Out of Control
Review

The Building That Learned to Breathe

Kevin Kelly wrote *Out of Control* in 1994 with the confidence of a man who had just watched the Berlin Wall fall and the internet flicker to life, and who believed these two events were, at bottom, the same event. His thesis was simple and enormous: the future belongs to systems that behave like ecosystems — distributed, adaptive, ungoverned from any center, evolving through the accumulation of small, dumb, local decisions into something that looks, from a distance, like intelligence. He drew from beehives, prairies, immune systems, and the early experiments in artificial life to argue that the most robust machines we would ever build would not be designed so much as grown. Thirty-two years later, the thesis holds up with an almost uncomfortable precision — and its omissions have become load-bearing walls.

Start with what he got right, because the list is long enough to be unnerving. Kelly foresaw that networks would become the dominant organizational form, not just of technology but of culture, commerce, and conflict. He anticipated swarm intelligence before the term became a cliché in robotics labs. He described systems that evolve their own solutions — what we now call machine learning — as an inevitable consequence of complexity outpacing human design capacity. Large language models are, in a real sense, the apotheosis of his argument: no one designed GPT's reasoning; it was grown in a substrate of text, shaped by feedback loops, and now exhibits emergent behaviors its creators cannot fully explain. Kelly predicted this category of artifact, if not its specific form. He also saw that digital worlds would become philosophical laboratories, places where questions about identity, governance, and the nature of life would be tested rather than merely debated. He was writing about MUDs and cellular automata; he was describing the metaverse discourse, DAO governance experiments, and the synthetic biology revolution before any of them had names. The convergence of the biological and the technological — what we now call biocomputing, or the use of neural organoids as processors — would not have surprised him. He expected it. He insisted on it.

What he did not see, or chose not to see, is where the review gets interesting. Kelly's 1994 vision is steeped in a particular Bay Area optimism that treats decentralization as an inherent good, a kind of moral physics. If you distribute control, he assumed, you get resilience, adaptability, democracy. What we got instead, in significant measure, was also misinformation at scale, algorithmic radicalization, platform monopolies masquerading as open ecosystems, and the discovery that swarm behavior in human networks can produce conspiracy theories as readily as it produces Wikipedia. The book has almost nothing to say about power — about who owns the substrate on which these self-organizing systems run, or about the tendency of distributed networks to reconcentrate into new hierarchies. He treats evolution as a metaphor without fully reckoning with what evolution actually entails: most organisms go extinct, most mutations are fatal, and the process optimizes for survival, not for justice or even coherence.
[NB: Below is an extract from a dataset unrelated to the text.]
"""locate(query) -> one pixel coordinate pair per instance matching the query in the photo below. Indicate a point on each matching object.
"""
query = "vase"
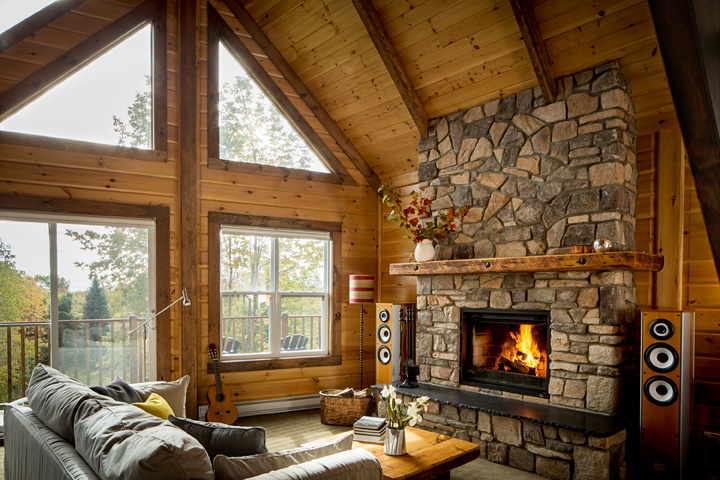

The absence of any serious engagement with surveillance, with data extraction, with the political economy of networks, marks the book as a product of its moment. It is a book written before anyone had reason to be afraid of the thing it celebrates.

And yet. The passages on self-governance hit differently now than they did in 1994, not because they were wrong, but because we have watched their logic play out in contexts Kelly never imagined. When he writes about systems that regulate themselves through local feedback rather than central command, he is describing, without knowing it, the architecture of both Bitcoin and the COVID-19 response failures — one a deliberate experiment in decentralized trust, the other an inadvertent demonstration that self-governance without shared information produces chaos. The book sits at a hinge point in the intellectual lineage that runs from cybernetics through complexity theory to the current discourse on AI alignment. It inherited from Bateson, von Bertalanffy, and the Santa Fe Institute; it bequeathed its vocabulary to the long-now thinkers, the effective accelerationists, and every startup pitch that has ever used the word "ecosystem" without irony. It is the ur-text of a worldview that now powers trillion-dollar industries and also threatens to outrun every governance structure humans have devised. Kelly was right that the future would be biological in character. He was right that control would become an illusion. He simply did not ask — could not yet ask — whether an out-of-control system that no one governs and no one fully understands is something to build a civilization on, or something a civilization fails to survive.

If complex adaptive systems inevitably outgrow the capacity of their creators to understand or direct them — and if this is not a bug but, as Kelly argued, the fundamental feature — then at what point does building such systems stop being engineering and start being an act of faith?